SECTION_RE = re.compile(r"^===([A-Z0-9_]+)===$")
MAP_LINE_RE = re.compile(r'^@[^[]+\[(.*)\]:\s+(-?\d+)$')


def parse_bpftrace_output(path):
    result = defaultdict(dict)
    if not path or not os.path.exists(path):
        return result
    section = None
    for raw in safe_read_text(path).splitlines():
        line = raw.strip()
        m = SECTION_RE.match(line)
        if m:
            section = m.group(1)
            continue
        m = MAP_LINE_RE.match(line)
        if not m or not section:
            continue
        key_raw = m.group(1).strip()
        value = int(m.group(2))
        try:
            parsed_key = ast.literal_eval(key_raw)
        except Exception:
            try:
                parsed_key = ast.literal_eval("({0},)".format(key_raw))
            except Exception:
                parsed_key = key_raw.strip('"')
        result[section][parsed_key] = value
    return result


def format_proc_entry(e):
    cmd = e.get("cmdline") or e.get("comm") or "?"
    if len(cmd) > 120:
        cmd = cmd[:117] + "..."
    return '{0} [pid {1}] {2}'.format(e.get("comm", "?"), e.get("pid", "?"), cmd)

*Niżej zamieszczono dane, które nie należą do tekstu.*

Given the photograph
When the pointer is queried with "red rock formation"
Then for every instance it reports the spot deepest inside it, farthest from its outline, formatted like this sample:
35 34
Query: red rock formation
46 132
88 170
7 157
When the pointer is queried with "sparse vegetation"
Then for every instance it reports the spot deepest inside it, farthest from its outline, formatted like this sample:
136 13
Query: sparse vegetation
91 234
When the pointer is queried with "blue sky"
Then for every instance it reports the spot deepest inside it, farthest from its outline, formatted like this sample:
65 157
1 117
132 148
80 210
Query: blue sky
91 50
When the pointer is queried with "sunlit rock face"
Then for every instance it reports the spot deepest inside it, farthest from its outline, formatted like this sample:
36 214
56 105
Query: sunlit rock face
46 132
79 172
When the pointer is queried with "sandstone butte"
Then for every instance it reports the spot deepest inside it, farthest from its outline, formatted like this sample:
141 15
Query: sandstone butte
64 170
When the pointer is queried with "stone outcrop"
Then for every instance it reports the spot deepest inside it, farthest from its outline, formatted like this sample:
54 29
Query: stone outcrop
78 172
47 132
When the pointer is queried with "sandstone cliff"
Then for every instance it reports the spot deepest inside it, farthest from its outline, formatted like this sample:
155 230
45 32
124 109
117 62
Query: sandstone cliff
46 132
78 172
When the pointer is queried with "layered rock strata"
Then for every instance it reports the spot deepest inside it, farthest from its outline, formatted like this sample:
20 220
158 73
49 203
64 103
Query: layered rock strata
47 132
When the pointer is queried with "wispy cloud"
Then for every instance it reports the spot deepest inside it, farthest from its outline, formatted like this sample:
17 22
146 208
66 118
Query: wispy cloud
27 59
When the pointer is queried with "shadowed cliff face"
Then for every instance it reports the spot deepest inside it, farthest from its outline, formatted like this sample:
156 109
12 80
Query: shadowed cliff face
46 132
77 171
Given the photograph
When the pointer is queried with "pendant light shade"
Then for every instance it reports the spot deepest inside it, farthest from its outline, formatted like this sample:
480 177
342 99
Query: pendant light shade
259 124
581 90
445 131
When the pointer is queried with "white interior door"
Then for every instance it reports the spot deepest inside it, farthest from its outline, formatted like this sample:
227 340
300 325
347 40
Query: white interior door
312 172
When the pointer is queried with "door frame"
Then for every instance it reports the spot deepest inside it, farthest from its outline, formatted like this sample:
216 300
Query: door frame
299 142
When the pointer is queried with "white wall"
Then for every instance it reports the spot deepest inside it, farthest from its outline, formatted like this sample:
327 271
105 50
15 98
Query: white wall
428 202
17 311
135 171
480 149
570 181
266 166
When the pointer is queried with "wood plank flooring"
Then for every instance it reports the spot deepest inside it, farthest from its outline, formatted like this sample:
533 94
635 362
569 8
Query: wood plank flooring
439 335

def print_table(title, rows, cols):
    oprint(title)
    if not rows:
        oprint("  brak danych")
        oprint()
        return
    widths = []
    for col_name, key in cols:
        width = len(col_name)
        for row in rows:
            width = max(width, len(str(row.get(key, ""))))
        widths.append(width)
    header = "  " + "  ".join(col_name.ljust(widths[i]) for i, (col_name, _) in enumerate(cols))
    oprint(header)
    oprint("  " + "  ".join("-" * w for w in widths))
    for row in rows:
        oprint("  " + "  ".join(str(row.get(key, "")).ljust(widths[i]) for i, (_, key) in enumerate(cols)))
    oprint()


def stop_bpftrace(handle):
    if not handle:
        return
    proc = handle["proc"]
    if proc.poll() is not None:
        try:
            handle["out_f"].close()
        except Exception:
            pass
        return

    try:
        proc.send_signal(signal.SIGINT)
        proc.wait(timeout=3)
    except Exception:
        try:
            proc.terminate()
            proc.wait(timeout=2)
        except Exception:
            try:
                proc.kill()
                proc.wait(timeout=2)
            except Exception:
                pass
    try:
        handle["out_f"].close()
    except Exception:
        pass


def main():
    ap = argparse.ArgumentParser(description="Zbiera próbki ZFS/ARC/procesów przez zadany czas i pokazuje top statystyki.")
    ap.add_argument("--duration", type=int, default=3600, help="Czas zbierania w sekundach, np. 7200")
    ap.add_argument("--interval", type=int, default=5, help="Interwał próbek w sekundach")
    ap.add_argument("--pool", default="", help="Opcjonalnie: jedna lub kilka puli, rozdzielone przecinkiem")
    ap.add_argument("--top", type=int, default=15, help="Ile pozycji pokazać w topkach")
    ap.add_argument("--outdir", default="", help="Katalog na logi i JSON")
    ap.add_argument("--track-files", action="store_true", help="Śledź top otwierane pliki przez bpftrace")
    ap.add_argument("--zfs-files-only", action="store_true", help="W topce plików pokazuj tylko absolutne ścieżki leżące na mountpointach ZFS")
    ap.add_argument("--path-prefix", default="", help="Pokaż tylko pliki spod tego prefiksu lub kilku prefiksów rozdzielonych przecinkami, np. /home/tank,/mnt/data")
    ap.add_argument("--no-bpf", action="store_true", help="Nie uruchamiaj bpftrace nawet gdy jest dostępny")
    args = ap.parse_args()

    if args.interval <= 0 or args.duration <= 0:
        eprint("duration i interval muszą być > 0")
        sys.exit(2)

    if os.geteuid() != 0:
        eprint("Uwaga: bez roota część /proc i bpftrace może być niepełna.")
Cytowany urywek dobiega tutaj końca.